ちなみに勝手に召喚したのだから、家賃と(王宮住まい)食費も宮廷持ちだ。


聖女はやっぱり白いドレス着用だそうで、その方面でいいけれど動きやすいようにシンプルなワンピースにしてもらった。

仕事着はスーツだったからスカートに否はない。


だけど白いワンピースかぁ…。

アラサーにはちょっとコスプレ感があるよね。

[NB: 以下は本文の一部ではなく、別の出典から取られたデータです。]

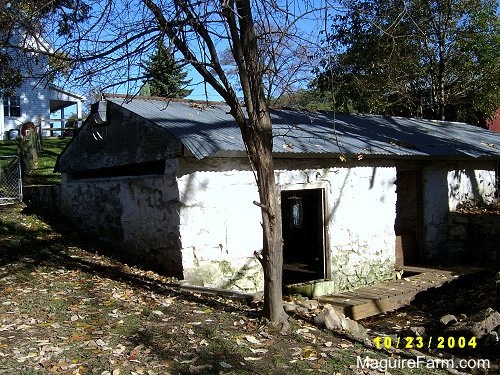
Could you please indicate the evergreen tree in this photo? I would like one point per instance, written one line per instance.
(165, 76)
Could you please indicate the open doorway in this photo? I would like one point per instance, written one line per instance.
(408, 224)
(302, 213)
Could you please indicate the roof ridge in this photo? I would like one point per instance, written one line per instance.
(129, 97)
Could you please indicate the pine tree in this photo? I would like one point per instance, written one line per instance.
(165, 76)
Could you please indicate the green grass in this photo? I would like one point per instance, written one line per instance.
(43, 173)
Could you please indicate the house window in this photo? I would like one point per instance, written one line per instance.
(12, 106)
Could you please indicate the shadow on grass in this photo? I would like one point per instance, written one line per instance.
(30, 238)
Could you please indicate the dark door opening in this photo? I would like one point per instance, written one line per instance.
(303, 230)
(408, 224)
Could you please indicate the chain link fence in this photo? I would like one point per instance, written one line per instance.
(11, 187)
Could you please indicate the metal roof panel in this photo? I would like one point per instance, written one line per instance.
(206, 129)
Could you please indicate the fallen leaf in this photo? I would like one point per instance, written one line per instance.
(252, 339)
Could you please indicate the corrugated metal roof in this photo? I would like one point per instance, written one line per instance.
(208, 129)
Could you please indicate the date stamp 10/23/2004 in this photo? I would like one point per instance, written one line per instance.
(419, 342)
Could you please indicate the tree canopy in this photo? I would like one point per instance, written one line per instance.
(106, 43)
(165, 75)
(431, 59)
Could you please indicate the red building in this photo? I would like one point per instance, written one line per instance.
(494, 123)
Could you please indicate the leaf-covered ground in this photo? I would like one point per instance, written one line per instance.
(66, 310)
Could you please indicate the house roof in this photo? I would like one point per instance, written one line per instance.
(208, 128)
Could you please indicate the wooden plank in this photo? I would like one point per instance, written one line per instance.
(380, 306)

いや、聖女の制服!制服!

買い物に行けるようになったら私服を買おう!




身の回りを落ち着けたら、勤務について話し合う。


勤務(祈る)時間は朝八時から夕方五時まで。お昼休憩は一時間。休日は最低でも週一日。

月のお給料は宮廷に勤めている高位貴族と同額。残業と休出は割増料金。


私を元の世界に帰す方法を探し続ける事。

澱みをすべて浄化し終わった時に帰す方法が見つけられていなかったら、田舎でいいので家と土地を退職金として用意する事。

その後も帰す方法を探し続ける事。


大きなところはこんな感じ。

もう少し細かい事も話し合って、同席してもらった筆頭魔法使いに正式な雇用契約書を作ってもらう。


相互に不利な事はないか、お互い確認をしたらサインをする。

その後、記されている契約内容が反故されないように魔法をかけてもらう。


長々と話し合っていたら、すっかり真夜中になっていた。

とりあえず仕事は明日からだ。


私は案内された部屋につくと、さっとお風呂を使わせてもらって(化粧を落とさねば!)さっさとベッドに横になった。


あー、疲れた!








お読みいただきありがとうございます。

続編を投稿するにあたり、設定をひとつ変えました。

内容に変わりはありません。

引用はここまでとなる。